I have a DataFrame with multiple columns:
#list
list = [('Bass', "Albert", 15), ('Bass', "Daniel", 12), ('Bass', "Paul", 31),
('Bass', "Tony", 11), ('Palmer', "Albert", 12), ('Palmer', "Daniel", 22),
('Palmer', "Paul", 30), ('Palmer', "Tony", 50), ('Smith', "Albert", 29),
('Smith', "Daniel", 9), ('Smith', "Paul", 31), ('Smith', "Tony", 24)]
# Create a DataFrame object
import pandas as pd
df = pd.DataFrame(list, columns =['Surname', 'Name', 'age'])

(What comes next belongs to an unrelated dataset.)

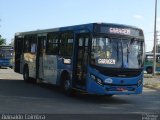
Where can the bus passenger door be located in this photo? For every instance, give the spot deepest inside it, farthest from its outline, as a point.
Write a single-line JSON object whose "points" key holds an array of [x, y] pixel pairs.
{"points": [[40, 56], [81, 61], [18, 44]]}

I would like for each Surname
to divide the values in the age
column by the age
of Paul
(i.e., for the surname Bass, divide the values by 31, then for Palmer divide them by 30, and so on ) and store these values in a new column called age_normalized
and have these results match with the corresponding age_initial
df = df.set_index("Surname")
df2 = df.loc[df.Name =="Paul"]
At this point is time to divide these values and merge the dataframes
results = df["age"]/df2['age']
merge_df = df.merge(results, left_index=True, right_index=True,
suffixes = ("_initial", "_normalized"))
Here is my problem: when I print
the merge I have 4 results for each name instead of one
print(results.head())
Surname
Bass 0.483871
Bass 0.387097
Bass 1.000000
Bass 0.354839
Palmer 0.300000
print(df_merge.Head())
Name age_initial age_normalized
Surname
Bass Albert 15 0.483871
Bass Albert 15 0.387097
Bass Albert 15 1.000000
Bass Albert 15 0.354839
Bass Daniel 12 0.483871
How can I merge the two dataframes and make the initial age match with the corresponding normalized age?